Unfortunately, however, online recruitment has also led to a higher chance of candidates cheating or lying to get ahead; a third of young adults (30 per cent of 18-24 year olds) admit to lying or exaggerating about their experience in order to get an interview. Across all age groups, a quarter of male candidates (23 per cent), were more likely to cheat on psychometric or other tests, compared to just 6 per cent of females. An even larger proportion, 30 per cent of males, lie or exaggerate about their experience, compared to 18 per cent of females.
“Job seeking in 2021 looks very different than it did just a few years ago,” said Dean Sadler, CEO of Tribepad. “We’ve gone from record levels of employment, to record highs of unemployment in an instant. And that’s led to many people feeling frustrated with the hiring process, and losing trust in businesses’ commitment to hire fairly.
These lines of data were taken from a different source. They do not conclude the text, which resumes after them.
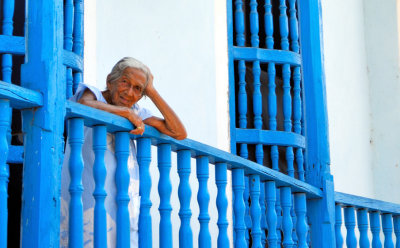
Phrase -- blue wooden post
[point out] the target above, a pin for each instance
(387, 228)
(203, 198)
(255, 210)
(350, 223)
(362, 222)
(184, 193)
(375, 226)
(4, 173)
(239, 207)
(43, 127)
(144, 159)
(99, 194)
(270, 190)
(222, 204)
(338, 226)
(164, 190)
(122, 182)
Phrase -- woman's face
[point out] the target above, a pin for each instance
(128, 89)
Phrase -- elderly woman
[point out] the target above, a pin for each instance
(127, 83)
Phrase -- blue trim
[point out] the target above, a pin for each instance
(266, 55)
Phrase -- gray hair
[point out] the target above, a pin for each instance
(127, 62)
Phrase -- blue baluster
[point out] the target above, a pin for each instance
(350, 223)
(287, 224)
(99, 194)
(203, 198)
(263, 217)
(184, 193)
(247, 217)
(387, 228)
(270, 190)
(301, 224)
(255, 210)
(75, 141)
(144, 159)
(164, 190)
(338, 226)
(375, 229)
(122, 183)
(396, 225)
(239, 207)
(68, 29)
(222, 204)
(4, 173)
(362, 221)
(78, 38)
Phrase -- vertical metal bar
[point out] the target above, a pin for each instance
(203, 198)
(362, 222)
(387, 227)
(164, 190)
(287, 224)
(99, 174)
(239, 207)
(144, 159)
(350, 223)
(184, 193)
(338, 226)
(375, 226)
(255, 210)
(270, 190)
(301, 224)
(75, 141)
(122, 182)
(4, 173)
(222, 204)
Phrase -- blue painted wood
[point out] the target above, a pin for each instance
(246, 197)
(362, 222)
(19, 97)
(99, 194)
(396, 225)
(375, 225)
(270, 191)
(301, 223)
(363, 202)
(184, 193)
(238, 187)
(387, 228)
(287, 224)
(122, 179)
(263, 217)
(116, 123)
(75, 140)
(43, 127)
(266, 55)
(267, 137)
(12, 44)
(350, 223)
(255, 211)
(164, 190)
(203, 198)
(144, 159)
(338, 226)
(4, 173)
(222, 204)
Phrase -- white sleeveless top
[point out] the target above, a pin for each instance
(110, 187)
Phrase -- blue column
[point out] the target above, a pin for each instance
(144, 159)
(99, 174)
(184, 193)
(203, 198)
(164, 190)
(122, 182)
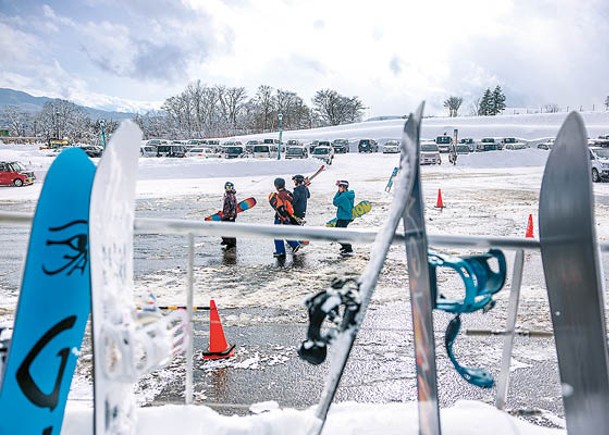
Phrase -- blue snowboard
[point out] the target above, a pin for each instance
(54, 302)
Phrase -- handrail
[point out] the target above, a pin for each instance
(234, 229)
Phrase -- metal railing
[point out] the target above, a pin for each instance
(191, 228)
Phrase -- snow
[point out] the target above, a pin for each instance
(519, 170)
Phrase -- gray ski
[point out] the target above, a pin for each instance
(572, 271)
(364, 287)
(422, 302)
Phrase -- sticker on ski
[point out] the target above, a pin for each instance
(127, 343)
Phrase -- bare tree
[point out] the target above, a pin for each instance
(551, 108)
(453, 104)
(335, 109)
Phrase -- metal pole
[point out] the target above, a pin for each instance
(189, 309)
(508, 340)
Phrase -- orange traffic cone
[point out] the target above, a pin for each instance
(529, 234)
(218, 347)
(439, 203)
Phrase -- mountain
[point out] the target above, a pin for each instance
(29, 103)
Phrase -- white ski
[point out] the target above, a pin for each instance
(127, 344)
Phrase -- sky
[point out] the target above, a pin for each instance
(132, 55)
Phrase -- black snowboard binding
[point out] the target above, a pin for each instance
(338, 304)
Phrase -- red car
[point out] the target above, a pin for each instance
(15, 174)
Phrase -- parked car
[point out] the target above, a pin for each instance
(171, 151)
(367, 146)
(430, 154)
(147, 151)
(296, 152)
(462, 149)
(262, 151)
(487, 144)
(194, 143)
(234, 152)
(443, 143)
(599, 160)
(156, 142)
(547, 145)
(15, 174)
(204, 152)
(272, 143)
(325, 153)
(340, 145)
(511, 143)
(469, 141)
(250, 144)
(313, 145)
(92, 150)
(391, 146)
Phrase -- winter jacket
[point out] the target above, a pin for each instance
(344, 202)
(301, 195)
(229, 206)
(281, 201)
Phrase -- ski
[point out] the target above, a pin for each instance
(422, 302)
(127, 343)
(357, 294)
(569, 254)
(319, 171)
(54, 302)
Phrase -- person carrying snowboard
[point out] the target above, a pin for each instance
(281, 201)
(301, 196)
(229, 212)
(343, 201)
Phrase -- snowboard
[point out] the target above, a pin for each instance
(127, 343)
(54, 302)
(572, 270)
(319, 171)
(422, 302)
(359, 209)
(350, 296)
(244, 205)
(390, 181)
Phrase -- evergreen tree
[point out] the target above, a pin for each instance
(486, 103)
(498, 105)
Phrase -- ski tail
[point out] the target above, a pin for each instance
(354, 316)
(421, 297)
(572, 270)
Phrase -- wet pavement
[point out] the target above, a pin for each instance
(260, 303)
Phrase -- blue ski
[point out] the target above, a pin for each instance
(54, 302)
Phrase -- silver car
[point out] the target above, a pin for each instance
(430, 154)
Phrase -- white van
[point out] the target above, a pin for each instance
(147, 151)
(262, 151)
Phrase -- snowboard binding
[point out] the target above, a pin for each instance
(338, 304)
(481, 283)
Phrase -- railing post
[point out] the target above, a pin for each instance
(188, 394)
(508, 340)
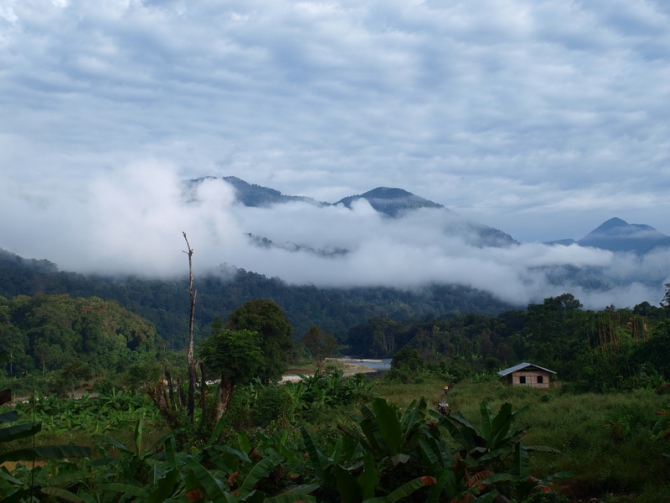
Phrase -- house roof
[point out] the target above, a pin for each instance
(522, 366)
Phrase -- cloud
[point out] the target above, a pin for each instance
(131, 220)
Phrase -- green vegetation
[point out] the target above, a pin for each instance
(614, 349)
(165, 303)
(603, 433)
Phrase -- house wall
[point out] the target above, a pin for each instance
(531, 378)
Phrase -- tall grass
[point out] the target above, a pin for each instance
(607, 440)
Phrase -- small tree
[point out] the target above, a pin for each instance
(269, 321)
(320, 346)
(234, 356)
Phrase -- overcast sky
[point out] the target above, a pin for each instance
(540, 118)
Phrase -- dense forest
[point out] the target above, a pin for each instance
(166, 302)
(606, 349)
(47, 332)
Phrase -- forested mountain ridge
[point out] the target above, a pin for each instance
(46, 332)
(391, 202)
(617, 235)
(166, 302)
(612, 348)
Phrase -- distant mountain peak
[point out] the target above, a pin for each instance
(612, 223)
(387, 193)
(618, 235)
(391, 201)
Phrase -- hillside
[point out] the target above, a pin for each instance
(166, 302)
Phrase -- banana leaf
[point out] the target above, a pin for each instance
(46, 452)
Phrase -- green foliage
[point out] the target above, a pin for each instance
(24, 486)
(48, 333)
(233, 354)
(320, 345)
(268, 320)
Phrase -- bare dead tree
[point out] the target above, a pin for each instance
(192, 373)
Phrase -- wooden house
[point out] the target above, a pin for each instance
(527, 374)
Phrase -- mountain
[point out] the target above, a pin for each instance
(619, 236)
(391, 201)
(166, 302)
(250, 194)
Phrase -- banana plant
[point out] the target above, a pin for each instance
(358, 463)
(486, 457)
(13, 488)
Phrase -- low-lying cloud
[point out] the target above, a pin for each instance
(130, 221)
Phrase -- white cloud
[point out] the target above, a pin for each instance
(131, 220)
(542, 119)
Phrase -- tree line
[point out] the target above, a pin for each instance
(599, 350)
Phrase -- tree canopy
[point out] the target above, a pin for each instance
(267, 319)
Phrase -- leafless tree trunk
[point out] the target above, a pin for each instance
(225, 394)
(192, 374)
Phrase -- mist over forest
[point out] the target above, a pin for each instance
(130, 222)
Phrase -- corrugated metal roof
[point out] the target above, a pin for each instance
(522, 366)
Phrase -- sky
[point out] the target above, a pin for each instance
(539, 118)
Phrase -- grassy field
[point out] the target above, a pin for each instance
(607, 440)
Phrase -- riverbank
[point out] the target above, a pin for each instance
(349, 366)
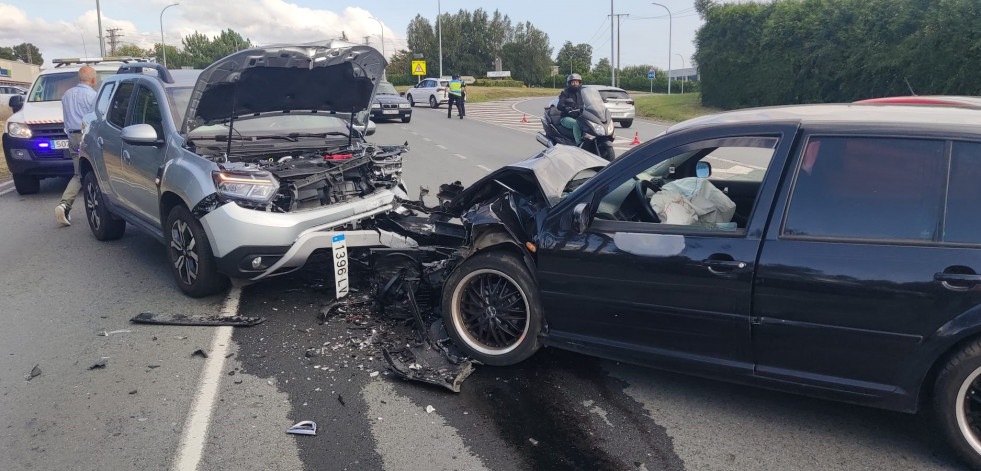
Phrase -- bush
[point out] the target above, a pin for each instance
(498, 83)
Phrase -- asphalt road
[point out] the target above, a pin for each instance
(60, 288)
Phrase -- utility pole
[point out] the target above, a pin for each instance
(113, 39)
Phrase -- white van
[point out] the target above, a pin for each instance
(34, 141)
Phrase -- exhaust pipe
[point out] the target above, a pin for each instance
(544, 140)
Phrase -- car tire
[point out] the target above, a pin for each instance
(957, 397)
(476, 292)
(104, 225)
(27, 184)
(189, 253)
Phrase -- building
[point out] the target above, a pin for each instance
(18, 73)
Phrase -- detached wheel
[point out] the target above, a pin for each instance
(957, 403)
(103, 224)
(189, 252)
(492, 310)
(26, 184)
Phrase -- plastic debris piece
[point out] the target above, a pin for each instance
(305, 427)
(35, 372)
(182, 319)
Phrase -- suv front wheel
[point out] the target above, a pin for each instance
(190, 256)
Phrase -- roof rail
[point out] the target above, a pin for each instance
(138, 67)
(92, 60)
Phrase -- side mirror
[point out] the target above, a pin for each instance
(140, 134)
(16, 102)
(703, 169)
(581, 218)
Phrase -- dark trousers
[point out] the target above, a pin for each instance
(460, 109)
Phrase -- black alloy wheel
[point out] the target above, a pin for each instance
(191, 260)
(103, 224)
(492, 310)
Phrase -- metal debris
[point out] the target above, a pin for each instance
(35, 372)
(182, 319)
(306, 427)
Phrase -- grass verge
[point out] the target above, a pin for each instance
(673, 108)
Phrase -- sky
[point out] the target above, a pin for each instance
(62, 28)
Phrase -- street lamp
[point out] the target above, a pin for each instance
(669, 44)
(682, 66)
(163, 45)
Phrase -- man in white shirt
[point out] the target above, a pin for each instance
(75, 103)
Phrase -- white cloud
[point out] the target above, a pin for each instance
(261, 21)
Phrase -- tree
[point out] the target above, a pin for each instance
(29, 53)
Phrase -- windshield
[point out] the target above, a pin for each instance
(51, 87)
(275, 125)
(385, 88)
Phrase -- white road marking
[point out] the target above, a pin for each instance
(195, 434)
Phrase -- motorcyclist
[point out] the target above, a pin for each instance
(571, 105)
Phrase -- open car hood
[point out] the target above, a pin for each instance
(306, 78)
(543, 177)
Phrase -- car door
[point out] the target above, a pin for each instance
(864, 266)
(109, 140)
(651, 292)
(142, 162)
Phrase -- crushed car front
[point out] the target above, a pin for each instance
(273, 138)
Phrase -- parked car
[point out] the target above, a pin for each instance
(430, 90)
(826, 250)
(237, 179)
(35, 145)
(619, 103)
(388, 104)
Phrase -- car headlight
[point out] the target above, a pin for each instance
(258, 186)
(22, 131)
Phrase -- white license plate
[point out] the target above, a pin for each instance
(339, 247)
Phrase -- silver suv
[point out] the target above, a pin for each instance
(245, 169)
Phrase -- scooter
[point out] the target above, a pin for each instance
(594, 122)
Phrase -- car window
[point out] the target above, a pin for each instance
(961, 223)
(868, 188)
(102, 105)
(120, 104)
(675, 195)
(147, 110)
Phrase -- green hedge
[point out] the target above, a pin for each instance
(498, 83)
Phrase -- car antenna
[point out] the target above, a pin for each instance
(911, 92)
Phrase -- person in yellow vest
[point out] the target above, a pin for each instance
(458, 95)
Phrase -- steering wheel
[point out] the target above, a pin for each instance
(640, 193)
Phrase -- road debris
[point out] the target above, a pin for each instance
(182, 319)
(306, 427)
(34, 373)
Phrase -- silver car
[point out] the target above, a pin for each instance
(619, 103)
(237, 178)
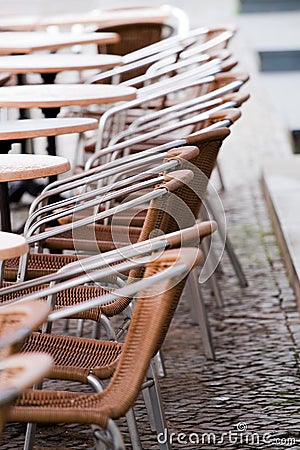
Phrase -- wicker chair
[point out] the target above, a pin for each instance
(134, 36)
(17, 322)
(17, 373)
(153, 312)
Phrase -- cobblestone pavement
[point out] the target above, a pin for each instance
(253, 385)
(249, 397)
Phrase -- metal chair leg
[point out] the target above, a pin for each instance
(200, 314)
(133, 430)
(29, 436)
(158, 411)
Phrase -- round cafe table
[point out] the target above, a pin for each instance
(25, 167)
(98, 17)
(51, 97)
(18, 42)
(13, 131)
(48, 65)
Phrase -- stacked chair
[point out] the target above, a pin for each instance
(117, 242)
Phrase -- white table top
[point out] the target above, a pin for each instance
(31, 128)
(95, 17)
(15, 167)
(58, 95)
(27, 42)
(56, 62)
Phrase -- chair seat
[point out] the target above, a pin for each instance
(74, 358)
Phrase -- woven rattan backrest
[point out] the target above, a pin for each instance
(153, 312)
(178, 210)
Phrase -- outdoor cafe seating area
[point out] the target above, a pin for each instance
(115, 134)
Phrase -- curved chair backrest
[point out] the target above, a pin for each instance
(134, 36)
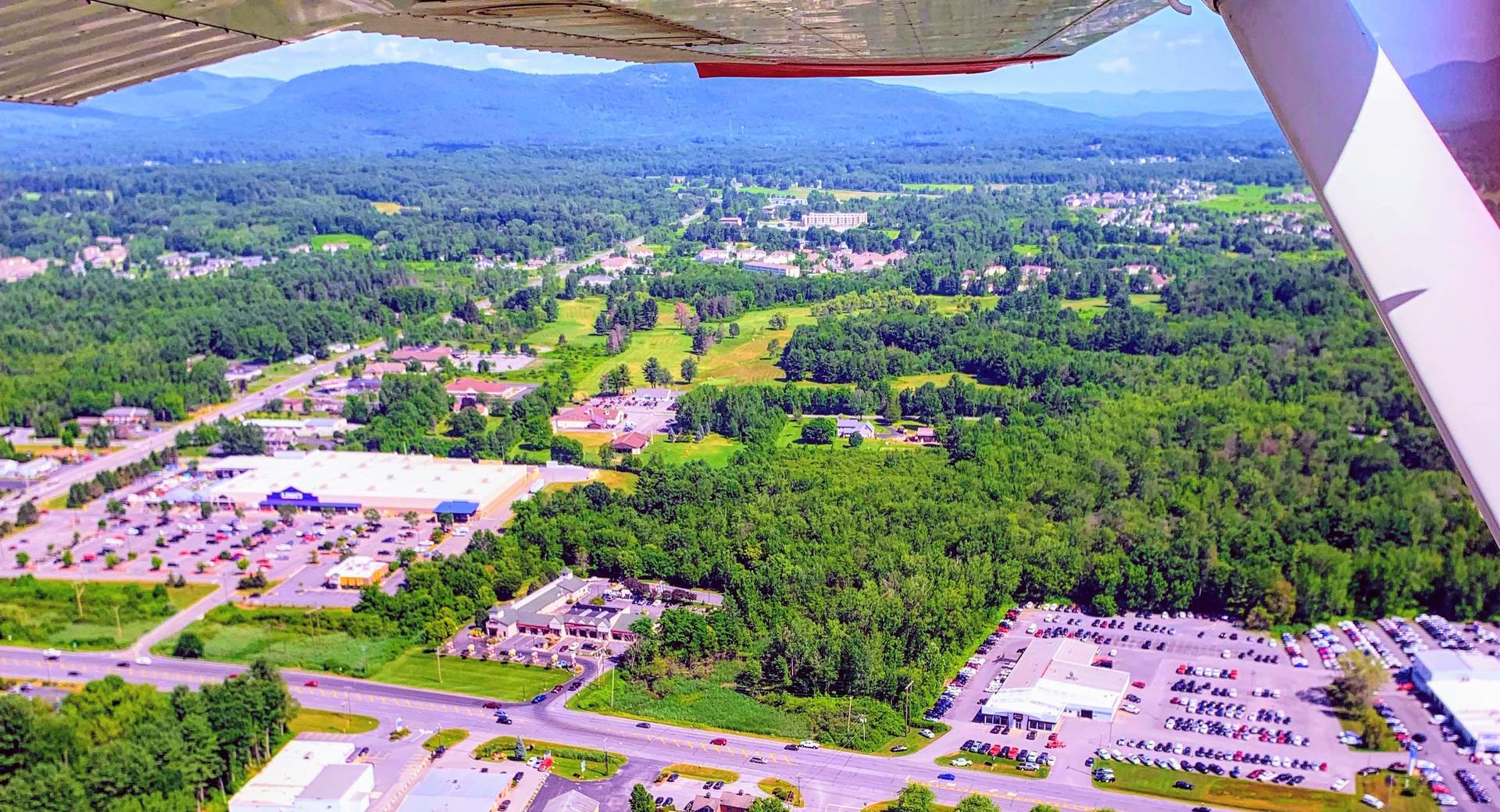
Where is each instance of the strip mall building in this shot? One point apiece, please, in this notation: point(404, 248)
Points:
point(352, 481)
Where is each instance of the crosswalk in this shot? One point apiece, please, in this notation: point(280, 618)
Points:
point(770, 757)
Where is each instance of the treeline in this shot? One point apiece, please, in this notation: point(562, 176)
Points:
point(130, 748)
point(78, 345)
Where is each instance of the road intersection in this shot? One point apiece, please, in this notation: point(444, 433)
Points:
point(828, 778)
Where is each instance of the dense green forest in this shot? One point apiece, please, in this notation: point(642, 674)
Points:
point(130, 748)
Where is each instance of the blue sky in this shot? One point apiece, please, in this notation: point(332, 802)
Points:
point(1167, 52)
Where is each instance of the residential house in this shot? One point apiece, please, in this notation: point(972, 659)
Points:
point(585, 418)
point(851, 426)
point(634, 443)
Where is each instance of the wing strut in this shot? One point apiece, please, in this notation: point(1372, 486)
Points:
point(1416, 231)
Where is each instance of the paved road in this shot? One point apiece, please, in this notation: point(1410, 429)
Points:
point(140, 448)
point(831, 779)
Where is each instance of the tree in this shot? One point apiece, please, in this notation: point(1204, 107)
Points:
point(641, 799)
point(914, 797)
point(977, 803)
point(189, 646)
point(1356, 683)
point(820, 432)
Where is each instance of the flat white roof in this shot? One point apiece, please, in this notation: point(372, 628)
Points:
point(293, 771)
point(368, 479)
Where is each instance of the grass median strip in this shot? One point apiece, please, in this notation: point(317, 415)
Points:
point(699, 772)
point(445, 739)
point(569, 761)
point(311, 719)
point(991, 764)
point(1265, 797)
point(784, 790)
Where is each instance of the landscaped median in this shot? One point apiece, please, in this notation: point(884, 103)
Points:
point(569, 761)
point(992, 764)
point(1266, 797)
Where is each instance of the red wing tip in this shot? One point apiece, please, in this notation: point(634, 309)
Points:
point(825, 69)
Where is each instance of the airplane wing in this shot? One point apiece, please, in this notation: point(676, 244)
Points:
point(65, 52)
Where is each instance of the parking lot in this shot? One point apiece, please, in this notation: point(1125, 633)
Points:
point(1270, 717)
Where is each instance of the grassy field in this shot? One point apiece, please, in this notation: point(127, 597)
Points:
point(290, 637)
point(712, 450)
point(86, 614)
point(311, 719)
point(995, 766)
point(1265, 797)
point(1094, 308)
point(355, 240)
point(497, 681)
point(699, 772)
point(1252, 200)
point(445, 739)
point(784, 790)
point(569, 761)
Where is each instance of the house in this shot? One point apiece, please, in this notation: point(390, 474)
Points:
point(851, 426)
point(634, 443)
point(427, 355)
point(585, 418)
point(924, 435)
point(127, 417)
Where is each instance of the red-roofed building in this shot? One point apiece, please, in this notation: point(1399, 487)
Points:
point(635, 443)
point(585, 418)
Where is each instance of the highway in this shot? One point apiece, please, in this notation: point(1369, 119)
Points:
point(140, 448)
point(830, 779)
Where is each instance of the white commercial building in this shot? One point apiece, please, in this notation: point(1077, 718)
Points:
point(1055, 679)
point(355, 479)
point(1467, 686)
point(309, 776)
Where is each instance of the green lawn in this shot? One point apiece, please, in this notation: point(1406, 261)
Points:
point(355, 240)
point(445, 739)
point(1252, 200)
point(312, 719)
point(323, 640)
point(1091, 309)
point(44, 613)
point(712, 450)
point(498, 681)
point(569, 761)
point(995, 766)
point(1265, 797)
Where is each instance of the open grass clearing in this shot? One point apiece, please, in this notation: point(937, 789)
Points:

“At the same time, due to the increased use of technology, the savviest of candidates are changing their CVs to help them get noticed,” Sadley continued. “While many tactics – such as using buzzwords and tailoring CVs and applications – should be viewed favourably. There also remains a small, but significant number of people willing to lie and cheat their way into a role.”
Sadler says the recruitment function has to do more to make sure processes are fair and thorough. “We believe the solution lies in using technology to help manage this process,” he adds, “reducing the number of applications humans need to sift through; so that they can focus on ensuring the selection process is fair and accurate, and that everyone gets a chance.”
The research is based on the opinions of 1,000 job-seekers and is part of Tribepad’s Navigating the Hybrid Hiring Era report.